Corporate members: NT$ twenty thousand dollars and five representatives to be elected; NT$ fifteen thousand dollars and one representative to be elected.
Associate members: NT$ twenty thousand dollars and five representatives to be elected; NT$ fifteen thousand dollars and one representative to be elected.
Individual members: NT$ ten thousand dollars.
Overseas members: NT$ four thousand dollars.
Non-government organization: NT$ one thousand dollars.
2. Annual membership dues:
Corporate members: NT$ sixty seven thousand five hundred dollars and five representatives to be elected; NT$ thirty nine thousand five hundred dollars and one representative to be elected.
Associate members: NT$ sixty seven thousand five hundred dollars and five representatives to be elected; NT$ thirty nine thousand five hundred dollars and one representative to be elected.
Individual members: NT$ twenty eight thousand dollars.
Overseas members: NT$ twenty thousand dollars.
Non-government organizations: NT$ twenty two thousand five hundred dollars.
3. Enterprise fees.
4. Donations by members.
5. Mandate income.
6. Earnings from funds of the Chamber.
7. Other lawful revenue.
The fiscal year of this Chamber shall correspond to the calendar year, which shall be from January 1st to December 31st each year.
At least two months prior to the commencement of the next fiscal year, the Board of Directors shall prepare the annual work plan, budget and summary of employee compensation and submit those to the General Meeting for approval (if for any reason the General
Meeting cannot be held on time, then such documents shall be submitted to the joint meeting of the directors and supervisors for approval), and such documents shall be submitted to the competent government authority for confirmation before the beginning of
the next fiscal year.

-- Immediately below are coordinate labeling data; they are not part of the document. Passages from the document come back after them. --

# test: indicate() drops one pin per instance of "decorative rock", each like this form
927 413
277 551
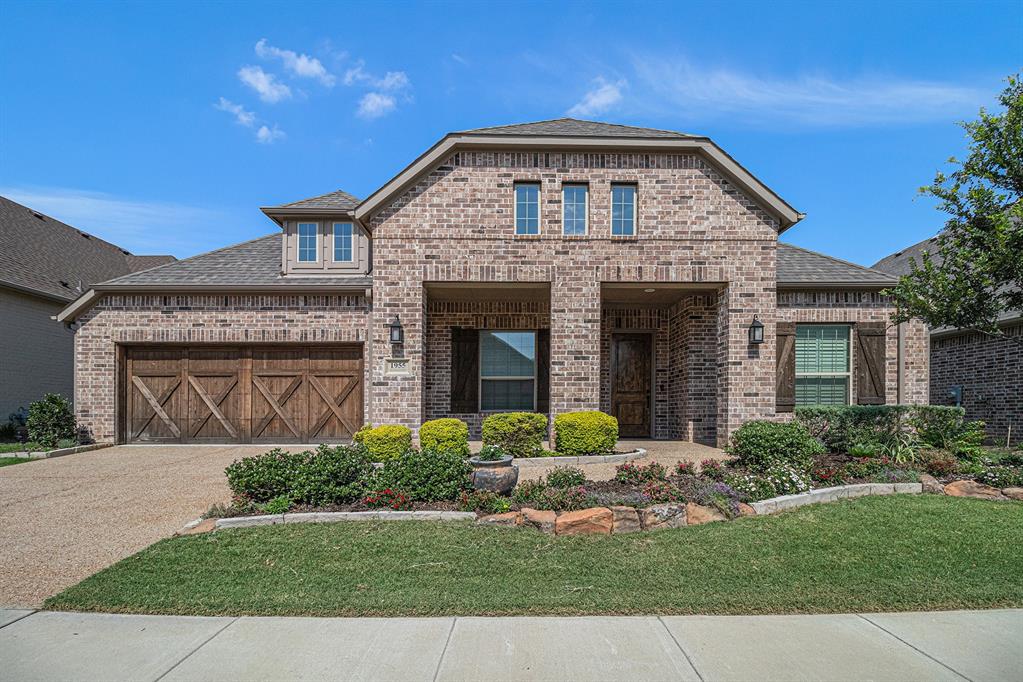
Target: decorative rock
697 514
596 520
1013 493
663 515
931 485
973 489
626 519
544 520
507 518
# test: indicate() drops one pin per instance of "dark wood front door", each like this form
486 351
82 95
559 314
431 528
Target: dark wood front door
630 383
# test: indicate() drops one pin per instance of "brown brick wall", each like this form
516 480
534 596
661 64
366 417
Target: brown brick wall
990 371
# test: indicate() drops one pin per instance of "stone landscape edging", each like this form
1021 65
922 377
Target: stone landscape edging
638 453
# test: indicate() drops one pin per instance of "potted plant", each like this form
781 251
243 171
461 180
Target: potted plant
493 470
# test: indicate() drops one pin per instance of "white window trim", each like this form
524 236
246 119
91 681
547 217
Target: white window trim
298 242
515 202
334 242
585 208
848 374
481 379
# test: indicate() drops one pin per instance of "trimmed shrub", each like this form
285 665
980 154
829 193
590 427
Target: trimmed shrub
445 436
426 475
760 445
518 434
385 443
50 420
585 434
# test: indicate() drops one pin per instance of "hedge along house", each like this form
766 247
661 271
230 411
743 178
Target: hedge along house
553 266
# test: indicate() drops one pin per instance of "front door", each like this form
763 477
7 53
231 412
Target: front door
630 383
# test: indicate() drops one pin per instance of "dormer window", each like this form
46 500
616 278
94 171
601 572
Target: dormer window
343 252
307 242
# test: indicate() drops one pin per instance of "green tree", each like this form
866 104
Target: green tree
976 274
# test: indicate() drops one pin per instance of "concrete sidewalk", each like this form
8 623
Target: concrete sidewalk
952 645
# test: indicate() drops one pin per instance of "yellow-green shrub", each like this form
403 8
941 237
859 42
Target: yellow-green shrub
585 434
386 442
445 436
518 434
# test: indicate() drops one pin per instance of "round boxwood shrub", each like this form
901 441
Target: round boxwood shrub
445 436
760 445
585 434
386 442
518 434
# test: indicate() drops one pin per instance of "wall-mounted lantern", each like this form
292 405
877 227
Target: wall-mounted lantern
756 331
397 333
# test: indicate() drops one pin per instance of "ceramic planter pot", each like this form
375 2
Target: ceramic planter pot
498 476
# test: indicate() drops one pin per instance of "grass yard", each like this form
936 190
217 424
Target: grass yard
873 554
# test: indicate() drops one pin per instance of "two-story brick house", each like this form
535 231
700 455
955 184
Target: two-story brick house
553 266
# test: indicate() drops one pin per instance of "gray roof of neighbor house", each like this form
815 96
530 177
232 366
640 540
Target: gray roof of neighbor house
48 258
801 266
251 264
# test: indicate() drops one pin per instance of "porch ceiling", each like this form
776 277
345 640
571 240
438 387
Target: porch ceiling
652 293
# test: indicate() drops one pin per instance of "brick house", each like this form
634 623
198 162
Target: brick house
982 373
552 266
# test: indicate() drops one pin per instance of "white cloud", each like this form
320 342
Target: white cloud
599 99
140 226
267 135
269 88
301 65
243 118
683 89
374 104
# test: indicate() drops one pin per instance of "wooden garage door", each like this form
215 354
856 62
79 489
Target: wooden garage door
241 395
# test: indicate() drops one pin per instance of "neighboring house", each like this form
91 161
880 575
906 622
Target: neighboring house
982 373
45 265
552 266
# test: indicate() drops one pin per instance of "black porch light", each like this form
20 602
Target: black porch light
397 333
756 331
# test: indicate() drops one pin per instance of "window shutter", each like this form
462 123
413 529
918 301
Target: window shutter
543 371
871 363
464 370
785 389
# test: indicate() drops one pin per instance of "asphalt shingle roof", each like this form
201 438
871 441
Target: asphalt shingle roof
798 266
575 128
253 263
41 254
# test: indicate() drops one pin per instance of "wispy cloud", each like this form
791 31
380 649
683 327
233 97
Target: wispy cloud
140 226
820 100
266 85
603 97
301 65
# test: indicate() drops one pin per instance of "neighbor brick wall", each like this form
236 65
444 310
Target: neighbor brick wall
201 319
990 371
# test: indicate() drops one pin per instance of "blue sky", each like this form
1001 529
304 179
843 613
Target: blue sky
164 126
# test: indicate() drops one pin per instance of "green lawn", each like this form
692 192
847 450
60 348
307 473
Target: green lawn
881 553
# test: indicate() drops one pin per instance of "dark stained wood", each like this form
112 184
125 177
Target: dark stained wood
630 382
785 387
870 363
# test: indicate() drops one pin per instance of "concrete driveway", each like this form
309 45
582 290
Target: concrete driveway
62 519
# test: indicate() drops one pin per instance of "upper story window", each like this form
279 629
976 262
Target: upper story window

The Board of Directors shall also prepare the annual work report, final accounting of income and expenses, cashbook, balance sheets, property directory and income and expenses of the funds of the Chamber. These reports shall be reviewed
by the Board of Supervisors and the Board of Supervisors shall prepare and submit its review opinion for the Board of Directors, and then submit it to the General Meeting for approval. These reports shall be filed with the competent government authority before
the end of March each year (if the General Meeting cannot be convened on time, then these reports shall be submitted first to the competent government authority).
Upon dissolution of the Chamber, residual assets shall become the property of the local government organization or organization appointed by the competent government authority.
Chapter VI Supplementary Provisions
Matters not provided for in this Constitution shall be handled according to applicable law.
This Constitution shall become effective upon adoption by the General Meeting of the members and filing to the appropriate competent government authority for confirmation. Amendments shall be handled in the same manner.
This Constitution was first approved by the General Meeting of the members convened on the date of October 30, 2012 and has been filed to and confirmed by the Ministry of Interior with the Letter No. [Tai-Nei-She-Tzu No. 1010353327] issued on the date of November
Amendments to this Constitution were approved by members convened on the date of December 5, 2014 and filed to and confirmed by the Ministry of Interior with the Letter No. [Tai-Nei-Tuan-Tzu No. 1040007707] issued on the date of February 25, 2015.